The president’s instructions on the social costs of GHGs signals a sharp break with the Trump administration’s approach. Noting how important it is for agencies to “capture the full costs of greenhouse gas emissions as accurately as possible, including by taking global damages into account,” Biden begins to repair the damage done by the prior administration that instead undercut efforts to quantify these costs and narrowed the range of costs and benefits considered relevant to the rulemaking process. The Trump EPA sought to change how the agency calculated regulatory benefits through myriad actions that shrank the scope of benefits the agency considered, changed the methodologies used to calculate benefits, and restricted the scientific evidence the agency could rely on in its decision making (for more on these actions, visit EELP’s EPA Mission Tracker). These actions were evident in numerous rulemakings at EPA, such as in the Affordable Clean Energy rule (ACE) that replaced the Clean Power Plan and the MATS rule (both discussed in the Power Plant Emissions section above), as well as in other agencies’ rulemakings like BLM’s rollback of the Methane Waste Prevention Rule, whose use of the Trump-era interim social cost of methane was heavily criticized by the court that vacated the action.
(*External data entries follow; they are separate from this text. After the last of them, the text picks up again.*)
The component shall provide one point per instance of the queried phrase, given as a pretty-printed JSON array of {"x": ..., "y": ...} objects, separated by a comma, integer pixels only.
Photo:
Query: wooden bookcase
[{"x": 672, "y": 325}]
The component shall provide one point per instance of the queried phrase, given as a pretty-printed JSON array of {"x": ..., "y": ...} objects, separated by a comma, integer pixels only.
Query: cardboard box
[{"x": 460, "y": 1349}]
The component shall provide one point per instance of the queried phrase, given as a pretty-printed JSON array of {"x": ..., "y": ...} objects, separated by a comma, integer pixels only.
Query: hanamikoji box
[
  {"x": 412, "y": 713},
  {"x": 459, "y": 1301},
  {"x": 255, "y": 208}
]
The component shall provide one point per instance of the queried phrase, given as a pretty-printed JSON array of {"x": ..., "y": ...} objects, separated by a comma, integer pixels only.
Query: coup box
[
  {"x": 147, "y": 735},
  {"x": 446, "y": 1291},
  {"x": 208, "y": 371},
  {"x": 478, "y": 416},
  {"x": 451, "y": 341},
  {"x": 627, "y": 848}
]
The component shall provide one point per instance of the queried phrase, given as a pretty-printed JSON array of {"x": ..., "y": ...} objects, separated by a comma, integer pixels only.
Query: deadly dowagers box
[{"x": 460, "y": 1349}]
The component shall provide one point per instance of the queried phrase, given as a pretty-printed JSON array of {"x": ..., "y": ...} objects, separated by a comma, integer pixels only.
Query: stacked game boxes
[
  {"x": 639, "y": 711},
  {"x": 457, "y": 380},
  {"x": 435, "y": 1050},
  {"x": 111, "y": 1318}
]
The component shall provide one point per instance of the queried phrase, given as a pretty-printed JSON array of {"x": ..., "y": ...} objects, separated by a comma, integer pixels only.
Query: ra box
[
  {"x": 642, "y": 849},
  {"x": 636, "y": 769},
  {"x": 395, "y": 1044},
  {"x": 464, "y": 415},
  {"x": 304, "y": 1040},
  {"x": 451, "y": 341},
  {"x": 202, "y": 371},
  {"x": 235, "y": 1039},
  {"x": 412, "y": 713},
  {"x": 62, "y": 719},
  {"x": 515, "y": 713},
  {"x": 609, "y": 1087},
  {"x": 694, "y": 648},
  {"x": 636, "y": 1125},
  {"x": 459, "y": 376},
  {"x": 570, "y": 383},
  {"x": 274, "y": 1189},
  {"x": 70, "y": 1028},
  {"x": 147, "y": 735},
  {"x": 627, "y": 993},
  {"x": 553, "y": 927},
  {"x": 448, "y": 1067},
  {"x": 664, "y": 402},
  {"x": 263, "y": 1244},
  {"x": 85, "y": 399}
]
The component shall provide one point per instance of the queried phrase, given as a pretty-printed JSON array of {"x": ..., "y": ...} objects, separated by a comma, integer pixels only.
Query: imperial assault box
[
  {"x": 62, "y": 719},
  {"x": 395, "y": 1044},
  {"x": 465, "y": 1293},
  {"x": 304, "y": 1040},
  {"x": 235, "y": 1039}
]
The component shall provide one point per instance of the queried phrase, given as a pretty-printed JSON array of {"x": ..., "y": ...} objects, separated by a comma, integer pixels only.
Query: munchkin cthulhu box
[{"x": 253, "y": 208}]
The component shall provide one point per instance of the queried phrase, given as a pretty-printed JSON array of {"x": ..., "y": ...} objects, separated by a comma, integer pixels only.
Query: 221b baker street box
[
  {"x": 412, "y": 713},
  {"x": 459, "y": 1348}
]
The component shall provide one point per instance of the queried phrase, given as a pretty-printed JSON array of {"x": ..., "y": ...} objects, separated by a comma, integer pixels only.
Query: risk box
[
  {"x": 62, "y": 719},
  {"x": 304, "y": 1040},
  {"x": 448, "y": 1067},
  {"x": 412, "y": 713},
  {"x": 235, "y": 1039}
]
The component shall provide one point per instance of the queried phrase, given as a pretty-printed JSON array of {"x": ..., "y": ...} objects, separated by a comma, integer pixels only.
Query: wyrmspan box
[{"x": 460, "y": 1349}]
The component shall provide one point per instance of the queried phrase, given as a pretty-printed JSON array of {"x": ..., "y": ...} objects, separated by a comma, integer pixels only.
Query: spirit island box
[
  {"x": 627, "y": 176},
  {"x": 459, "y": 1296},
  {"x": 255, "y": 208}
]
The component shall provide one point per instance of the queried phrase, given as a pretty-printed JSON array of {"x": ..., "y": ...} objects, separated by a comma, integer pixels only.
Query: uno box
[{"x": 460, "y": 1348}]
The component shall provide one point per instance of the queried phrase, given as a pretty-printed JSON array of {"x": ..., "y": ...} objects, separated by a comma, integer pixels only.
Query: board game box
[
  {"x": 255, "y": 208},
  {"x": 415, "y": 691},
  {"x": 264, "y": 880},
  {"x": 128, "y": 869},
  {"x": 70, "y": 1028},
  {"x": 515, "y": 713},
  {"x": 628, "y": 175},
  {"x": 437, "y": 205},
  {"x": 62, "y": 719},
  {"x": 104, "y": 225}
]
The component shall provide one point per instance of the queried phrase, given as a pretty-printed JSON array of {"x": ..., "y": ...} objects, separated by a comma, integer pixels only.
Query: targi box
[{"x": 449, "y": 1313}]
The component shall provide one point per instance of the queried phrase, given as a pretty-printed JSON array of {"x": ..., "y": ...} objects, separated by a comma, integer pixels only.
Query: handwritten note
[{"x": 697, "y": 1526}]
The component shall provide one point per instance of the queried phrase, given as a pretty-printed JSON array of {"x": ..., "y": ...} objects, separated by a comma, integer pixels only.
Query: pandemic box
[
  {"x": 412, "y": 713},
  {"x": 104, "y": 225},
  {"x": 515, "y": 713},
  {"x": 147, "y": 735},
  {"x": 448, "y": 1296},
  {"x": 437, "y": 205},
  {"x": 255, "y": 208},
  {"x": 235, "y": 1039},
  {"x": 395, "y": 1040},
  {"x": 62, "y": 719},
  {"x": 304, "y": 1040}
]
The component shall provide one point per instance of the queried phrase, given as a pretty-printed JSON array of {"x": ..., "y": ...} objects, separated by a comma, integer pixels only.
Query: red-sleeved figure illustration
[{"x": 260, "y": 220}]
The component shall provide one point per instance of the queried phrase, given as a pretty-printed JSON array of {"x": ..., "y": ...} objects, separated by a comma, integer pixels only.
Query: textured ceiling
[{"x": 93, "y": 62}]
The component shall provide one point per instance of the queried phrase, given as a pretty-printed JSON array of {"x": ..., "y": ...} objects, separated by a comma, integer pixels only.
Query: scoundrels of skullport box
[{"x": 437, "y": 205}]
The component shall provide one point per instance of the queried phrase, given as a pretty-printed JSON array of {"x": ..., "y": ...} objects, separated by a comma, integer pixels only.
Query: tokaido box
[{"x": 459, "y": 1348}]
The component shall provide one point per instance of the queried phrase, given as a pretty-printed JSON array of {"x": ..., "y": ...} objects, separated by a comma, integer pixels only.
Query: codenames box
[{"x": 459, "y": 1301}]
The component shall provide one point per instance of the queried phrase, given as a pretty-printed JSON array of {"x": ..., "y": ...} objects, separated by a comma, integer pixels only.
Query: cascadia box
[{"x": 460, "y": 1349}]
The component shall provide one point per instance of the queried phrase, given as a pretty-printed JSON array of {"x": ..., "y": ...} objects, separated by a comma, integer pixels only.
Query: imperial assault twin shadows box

Of particular note is that in the Public Health and Environment EO, Biden commented on the importance of “taking global damages into account” when assessing the costs and benefits of GHG regulation. The Trump administration restricted its consideration of costs and benefits of rulemakings that would lower GHG emissions to only those it could determine were within the confines of US borders—an endeavor that defied logic and science, and was specifically pointed to as an arbitrary approach in the case about the BLM Methane Waste Prevention rule rollback. In addition, Biden pointed to the importance of considering a wide range of climate-related impacts such as “changes in net agricultural productivity, human health, property damage from increased flood risk, and the value of ecosystem services.” This could provide some insight into the type of work the revived Interagency Working Group will take on. Biden also asked the Working Group to consider “the extent [to which] current methodologies do not adequately take account of climate risk, environmental justice, and intergenerational equity.” In a possible nod to concerns raised by youth climate activists, as well as the Trump administration’s devaluation of the future benefits of GHG regulation, Biden said the new methodologies should “reflect the interests of future generations in avoiding threats posed by climate change.”